ESM3: Uses language modeling approaches akin to those in natural language processing to model protein sequences and generate new ones.
Insights into Biology:
AlphaFold2: Provides structural insights that are crucial for understanding protein function, interactions, and mechanisms at a molecular level.
ESM3: Suggests that sequence alone, without explicit structural modeling, can inform the generation of functional proteins, indicating that sequence patterns encode significant functional information.
Role in Evolutionary Understanding:
AlphaFold2: While not explicitly modeling evolution, it relies on evolutionary relationships captured in MSAs to improve structural predictions.
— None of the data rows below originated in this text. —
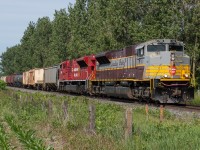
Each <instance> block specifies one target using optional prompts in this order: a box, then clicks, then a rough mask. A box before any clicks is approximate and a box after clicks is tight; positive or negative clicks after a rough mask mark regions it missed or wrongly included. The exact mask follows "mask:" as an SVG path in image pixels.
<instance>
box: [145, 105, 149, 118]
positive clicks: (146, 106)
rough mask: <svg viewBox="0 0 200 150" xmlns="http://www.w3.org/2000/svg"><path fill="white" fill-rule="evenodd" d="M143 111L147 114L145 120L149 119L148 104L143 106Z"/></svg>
mask: <svg viewBox="0 0 200 150" xmlns="http://www.w3.org/2000/svg"><path fill="white" fill-rule="evenodd" d="M145 111H146V116H147V120H148V119H149V106H148V104H146V106H145Z"/></svg>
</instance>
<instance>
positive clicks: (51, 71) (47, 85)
mask: <svg viewBox="0 0 200 150" xmlns="http://www.w3.org/2000/svg"><path fill="white" fill-rule="evenodd" d="M57 80H58V66H53V67H48V68H44V89H45V90H57Z"/></svg>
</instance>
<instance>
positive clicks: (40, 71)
mask: <svg viewBox="0 0 200 150" xmlns="http://www.w3.org/2000/svg"><path fill="white" fill-rule="evenodd" d="M43 82H44V69H43V68H41V69H39V68H36V69H32V70H29V71H28V87H29V88H36V89H42V88H43Z"/></svg>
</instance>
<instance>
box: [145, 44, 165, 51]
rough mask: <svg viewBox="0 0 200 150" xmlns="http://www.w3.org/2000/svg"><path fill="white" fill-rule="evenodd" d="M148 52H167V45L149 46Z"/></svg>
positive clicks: (147, 49)
mask: <svg viewBox="0 0 200 150" xmlns="http://www.w3.org/2000/svg"><path fill="white" fill-rule="evenodd" d="M147 51H148V52H160V51H165V45H148V46H147Z"/></svg>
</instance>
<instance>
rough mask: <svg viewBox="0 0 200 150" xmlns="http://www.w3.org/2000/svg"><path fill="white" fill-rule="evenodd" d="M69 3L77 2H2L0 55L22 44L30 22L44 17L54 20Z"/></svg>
mask: <svg viewBox="0 0 200 150" xmlns="http://www.w3.org/2000/svg"><path fill="white" fill-rule="evenodd" d="M69 3H71V4H74V3H75V0H0V55H1V54H2V52H5V50H6V47H12V46H14V45H16V44H19V43H20V39H21V38H22V36H23V33H24V31H25V29H26V28H27V27H28V24H29V22H30V21H33V22H37V20H38V18H39V17H40V18H41V17H44V16H48V17H49V18H50V19H51V20H53V14H54V12H55V10H60V9H61V8H66V9H67V7H68V5H69Z"/></svg>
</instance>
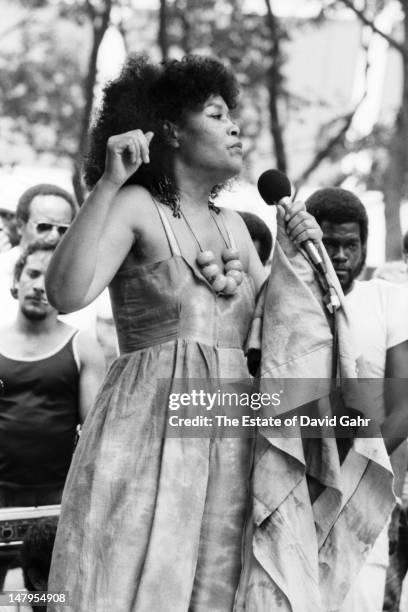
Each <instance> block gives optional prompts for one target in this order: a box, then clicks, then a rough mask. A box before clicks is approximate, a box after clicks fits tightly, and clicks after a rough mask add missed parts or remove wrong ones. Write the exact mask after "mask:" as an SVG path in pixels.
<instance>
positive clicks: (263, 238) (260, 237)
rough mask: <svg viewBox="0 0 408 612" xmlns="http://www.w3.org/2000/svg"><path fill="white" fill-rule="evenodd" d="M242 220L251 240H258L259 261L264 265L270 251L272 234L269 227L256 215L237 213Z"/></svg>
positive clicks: (253, 240)
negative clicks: (261, 261) (248, 232)
mask: <svg viewBox="0 0 408 612" xmlns="http://www.w3.org/2000/svg"><path fill="white" fill-rule="evenodd" d="M237 212H238V214H239V215H241V217H242V218H243V220H244V222H245V225H246V226H247V228H248V232H249V235H250V236H251V238H252V240H253V241H254V240H258V241H259V245H260V253H259V259H260V260H261V261H262V263H263V264H264V265H265V264H266V262H267V261H268V259H269V256H270V254H271V250H272V234H271V231H270V229H269V227H268V226H267V225H266V223H265V222H264V221H262V219H260V218H259V217H258V216H257V215H254V214H253V213H248V212H241V211H237Z"/></svg>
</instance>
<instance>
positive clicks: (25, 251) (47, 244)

ESM3: Claims to simulate evolutionary possibilities by exploring sequence space beyond natural evolution, though this is facilitated by statistical learning rather than modeling evolutionary dynamics.
Critique
While the discussion highlights the impressive capabilities of protein language models, several aspects warrant a critical examination:
Conclusion
The discussion presents an optimistic view of protein language models' capabilities to innovate beyond natural evolutionary pathways. While their potential is undeniable, it's important to temper expectations by acknowledging the models' reliance on statistical learning and the absence of explicit evolutionary simulation. The comparison with AlphaFold2 highlights the diverse ways in which deep learning can advance our understanding of proteins, each with its unique approach and contributions to the field of computational biology.